Dünkü Aşk-ı Memnu'da Bihter sinir krizi geçirince annesiyle bir anlaşma yaptılar.Annesi tamam şimdi eski Bihter ol dedi  ve o an Bihter düğmesine bastı,kalabalığın içine eski haliyle geri döndü.Depresif,kırılgan Bihter gitmiş,yerine kendinden emin,meydan okuyan Bihter gelmişti.Herhalde düğmesi var bunun diye düşünüyor insan.Düğmeye bastın mı acıyı,kederi,üzüntüyü unutup maskeni takıp,cansız manken moduna geçiyorsun.Hayır bu türler sadece dizilerde yok,yanıbaşımızda olanları da var.Benim etrafımda da var böyleleri.Hayran mı kalsam,acısam mı,sarılsam mı karar veremiyorum.Benim gibi en ufak ruh değişikliğini bile mimikleriyle apaçık ortaya koyan birisi için bazı durumlarda özenti yaratıyor bu düğmeli insanlar.Bazen benimde düğmem olsan,kızınca kızmamış gibi olsam,en acılı durumlarda bile iş akışıma zarar gelmese diyorum.Ama bazen de ben bir insanım,duygularım,kalbim var diyorum.İnsan üzüntüsünü ta en dibine gömerek nasıl birşey yokmuş gibi davranabilir ki? Öylesinin ruh sağlığından şüpheleniyorum bazen.
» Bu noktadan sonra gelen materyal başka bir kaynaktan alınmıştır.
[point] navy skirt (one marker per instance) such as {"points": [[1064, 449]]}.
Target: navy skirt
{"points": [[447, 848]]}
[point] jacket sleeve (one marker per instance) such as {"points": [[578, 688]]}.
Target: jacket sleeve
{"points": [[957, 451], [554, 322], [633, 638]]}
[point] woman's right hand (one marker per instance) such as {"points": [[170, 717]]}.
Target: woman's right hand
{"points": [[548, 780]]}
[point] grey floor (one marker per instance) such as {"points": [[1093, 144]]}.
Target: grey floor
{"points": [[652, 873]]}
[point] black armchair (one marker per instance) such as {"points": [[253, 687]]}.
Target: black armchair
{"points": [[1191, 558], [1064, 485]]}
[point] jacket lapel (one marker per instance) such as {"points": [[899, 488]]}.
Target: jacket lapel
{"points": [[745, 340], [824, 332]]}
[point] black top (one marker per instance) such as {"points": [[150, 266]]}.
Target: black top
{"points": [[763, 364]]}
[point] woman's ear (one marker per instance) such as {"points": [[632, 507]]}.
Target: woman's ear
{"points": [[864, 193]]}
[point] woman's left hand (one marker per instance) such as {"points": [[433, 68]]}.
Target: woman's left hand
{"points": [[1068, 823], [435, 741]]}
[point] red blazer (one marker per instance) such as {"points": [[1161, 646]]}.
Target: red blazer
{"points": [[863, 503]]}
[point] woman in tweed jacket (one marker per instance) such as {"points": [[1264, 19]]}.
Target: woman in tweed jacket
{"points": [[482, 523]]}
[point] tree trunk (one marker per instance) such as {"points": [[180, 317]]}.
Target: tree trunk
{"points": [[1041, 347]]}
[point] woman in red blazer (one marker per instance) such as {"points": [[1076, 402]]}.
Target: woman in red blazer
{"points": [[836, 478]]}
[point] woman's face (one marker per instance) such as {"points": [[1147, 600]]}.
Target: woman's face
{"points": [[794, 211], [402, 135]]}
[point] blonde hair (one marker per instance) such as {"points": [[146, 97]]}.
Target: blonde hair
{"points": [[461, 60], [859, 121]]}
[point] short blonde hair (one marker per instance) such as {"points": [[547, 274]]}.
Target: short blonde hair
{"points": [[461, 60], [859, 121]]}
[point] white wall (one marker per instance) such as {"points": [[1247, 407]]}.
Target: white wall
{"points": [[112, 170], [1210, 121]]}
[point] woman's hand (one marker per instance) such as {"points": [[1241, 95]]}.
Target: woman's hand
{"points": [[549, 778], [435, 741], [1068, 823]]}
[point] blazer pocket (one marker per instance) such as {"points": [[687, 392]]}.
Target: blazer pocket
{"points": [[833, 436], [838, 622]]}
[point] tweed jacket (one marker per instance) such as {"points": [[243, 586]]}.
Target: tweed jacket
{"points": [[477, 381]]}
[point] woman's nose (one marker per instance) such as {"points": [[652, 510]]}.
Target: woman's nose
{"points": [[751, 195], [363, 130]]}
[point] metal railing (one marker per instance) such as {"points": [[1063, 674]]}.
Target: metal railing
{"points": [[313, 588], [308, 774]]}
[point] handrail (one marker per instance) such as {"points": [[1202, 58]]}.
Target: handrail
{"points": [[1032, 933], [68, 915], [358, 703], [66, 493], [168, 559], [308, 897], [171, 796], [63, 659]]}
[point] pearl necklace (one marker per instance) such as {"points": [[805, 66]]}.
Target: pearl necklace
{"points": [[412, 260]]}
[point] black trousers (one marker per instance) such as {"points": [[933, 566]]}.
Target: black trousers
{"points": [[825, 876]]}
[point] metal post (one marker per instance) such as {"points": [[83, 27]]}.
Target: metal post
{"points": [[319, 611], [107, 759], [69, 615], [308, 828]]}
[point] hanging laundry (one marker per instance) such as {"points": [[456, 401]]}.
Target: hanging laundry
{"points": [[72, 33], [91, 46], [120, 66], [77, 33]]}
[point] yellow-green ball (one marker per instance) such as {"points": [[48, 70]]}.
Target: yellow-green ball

Bir de kendileriyle övünüyorlar,düğmesi olmayanlara kızıyorlar.Efendim insan dertlerini işe yansıtmamalıymış,benimde bir sürü derdim var burada yokmuş gibi davranıyorum.Eve gidince maskemi takıyorum mutluymuşum gibi yapıyorum.Yok artık daha neler,hem düğmeli hem maskeli :)

Onu bunu bilmem de,düğmem olsun isterdim ama daha farklı çalışsın isterdim.Mesela biri canını sıktı,bas düğmene hemen unut o olayı,hayatına devam et.Ne hoş olurdu,gereksiz düşünmekten,can sıkıntısından korunmuş olurdum.Ama yok düğmem,ne yapayım böyle idare etmeye çalışacağım.